As Holly J. McDede tells the story in California Magazine , Miele came to Berkeley as a teenager to study physics, and, inspired by what he found here — a campus with the first student-led program for disabled students, in a city known for helping lead the disability rights movement — he has devoted his work to making the world more navigable for blind people, and giving them the tools to help solve a major problem: underemployment.

And Miele isn’t alone. He works closely with another Berkeley alum, Bryan Bashin, who became legally blind in his sophomore year and is now CEO of Lighthouse, which produces the talking maps Miele develops.

Lighthouse provides training as well as technology for the visually impaired. Bashin explains in the California Magazine article: “What I’ve learned is that there are a lot of blind people with a mountain of technology at home [who] go nowhere because it’s necessary but not sufficient. What we need as blind people is a sense of the possible. The challenge is to find ways to motivate blind people, beyond putting hunks of iron on their table. How do we install the improbable belief that, yeah, you can go to work, you can support your family, you can be a source of giving to the community as well as receiving?”
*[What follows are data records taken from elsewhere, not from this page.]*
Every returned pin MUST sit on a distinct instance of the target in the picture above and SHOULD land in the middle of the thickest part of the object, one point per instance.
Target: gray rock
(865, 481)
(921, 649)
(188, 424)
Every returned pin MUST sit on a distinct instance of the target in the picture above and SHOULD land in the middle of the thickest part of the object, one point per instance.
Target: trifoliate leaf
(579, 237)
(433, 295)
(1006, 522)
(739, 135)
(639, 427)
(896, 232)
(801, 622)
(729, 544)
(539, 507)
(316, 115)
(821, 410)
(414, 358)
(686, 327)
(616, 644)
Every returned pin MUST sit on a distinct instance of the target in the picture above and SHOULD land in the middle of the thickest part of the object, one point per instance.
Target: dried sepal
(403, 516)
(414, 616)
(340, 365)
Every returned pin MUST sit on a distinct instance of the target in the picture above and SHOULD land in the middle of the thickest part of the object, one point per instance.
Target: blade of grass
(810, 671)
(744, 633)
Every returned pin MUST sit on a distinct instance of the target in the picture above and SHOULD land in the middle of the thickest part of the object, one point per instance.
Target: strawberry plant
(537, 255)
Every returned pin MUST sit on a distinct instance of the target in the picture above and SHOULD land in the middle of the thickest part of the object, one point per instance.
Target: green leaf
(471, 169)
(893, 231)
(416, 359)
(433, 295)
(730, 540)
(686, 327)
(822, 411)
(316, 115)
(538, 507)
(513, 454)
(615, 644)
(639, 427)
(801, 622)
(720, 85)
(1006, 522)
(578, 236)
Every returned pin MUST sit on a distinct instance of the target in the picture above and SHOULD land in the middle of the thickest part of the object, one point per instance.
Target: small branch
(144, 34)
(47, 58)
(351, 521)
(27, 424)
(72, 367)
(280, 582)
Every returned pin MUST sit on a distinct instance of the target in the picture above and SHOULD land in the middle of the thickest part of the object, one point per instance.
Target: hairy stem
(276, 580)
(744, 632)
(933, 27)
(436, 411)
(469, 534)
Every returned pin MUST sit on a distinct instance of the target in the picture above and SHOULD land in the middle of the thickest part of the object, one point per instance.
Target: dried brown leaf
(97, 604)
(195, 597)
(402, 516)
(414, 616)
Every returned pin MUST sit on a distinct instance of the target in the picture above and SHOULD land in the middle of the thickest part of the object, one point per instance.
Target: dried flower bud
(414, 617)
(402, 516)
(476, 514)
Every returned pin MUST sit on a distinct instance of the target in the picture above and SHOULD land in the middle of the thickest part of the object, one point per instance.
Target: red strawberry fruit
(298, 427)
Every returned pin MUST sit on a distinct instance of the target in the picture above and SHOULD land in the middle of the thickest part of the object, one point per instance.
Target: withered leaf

Bashin is working with architect Chris Downey, who is blind and teaches design at Berkeley, to build Lighthouse’s new headquarters as a space that will make blind people feel that sense of the possible.

Downey, for his part, teaches his students in his universal design class at Berkeley to think about architecture with all their senses.

The need for more accessibility for the visually impaired has been growing. McDede finds that Berkeley’s Alternative Media Center, which converts material for visually impaired students and students with print disabilities, such as dyslexia, has seen a huge spike in demand for its services: In the past two years, its output has more than tripled, with 7,430 pieces converted in the past school year.

The campus, with efforts led by Disabled Students Program Director Paul Hippolitus, is rising to the challenge.